A recent study showed something alarming: one in five community college students in America is food insecure, meaning they sometimes go hungry because they can’t afford to buy enough food.

"I actually experienced that a couple times myself, you know missing breakfast, you know you come to school didn’t have any coffee," says Scott Relerford, a student ambassador at College of the Desert in Palm Desert, who volunteers and receives help from a new food program.

But on this day 145 COD students who would have gone hungry will have plenty to eat.

Thanks to COD and Find Food Bank’s monthly on campus food distribution, "It’s really nice to just have this opportunity to just have this opportunity to actually not only get food but healthy food," says Relerford.

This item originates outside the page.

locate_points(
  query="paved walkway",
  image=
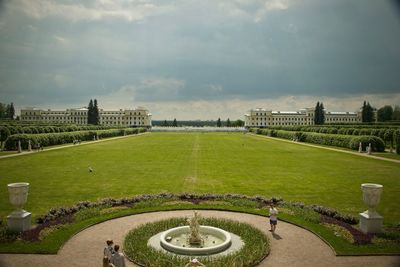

Former COD student Nikol Ocampo who now works at Find, helped start the program after seeing the need in her nutrition class, she says the face of hunger is not what you think, "The people that are in our line ups are those that are our neighbors, those that live in our communities those that work with us  … it is not that of somebody who is you know homeless or has some sort of addiction or some sort of a mental illness, it is somebody who is just in need of food who is struggling to make ends meet."

Ocampo says this program is important for students to succeed, "It is something that is critical to their education, if they’re not eating properly, they’re worried about finances, you know they’re not getting good grades, they’re not attending school, they’re not sleeping right, i mean there’s a million different things that kind of coincide with hunger."

The food bank being on campus makes it more accessible to students who would shy away from asking for help. 

"Having other students here stand in line and get food from the find food bank kind of relieves that pressure of feeling like you’re alone you know and that you’re the only one in need," says Relerford. 

A future doctor, psychologist, business owner and teacher say this program is not giving them food, it’s helping them achieve their dreams.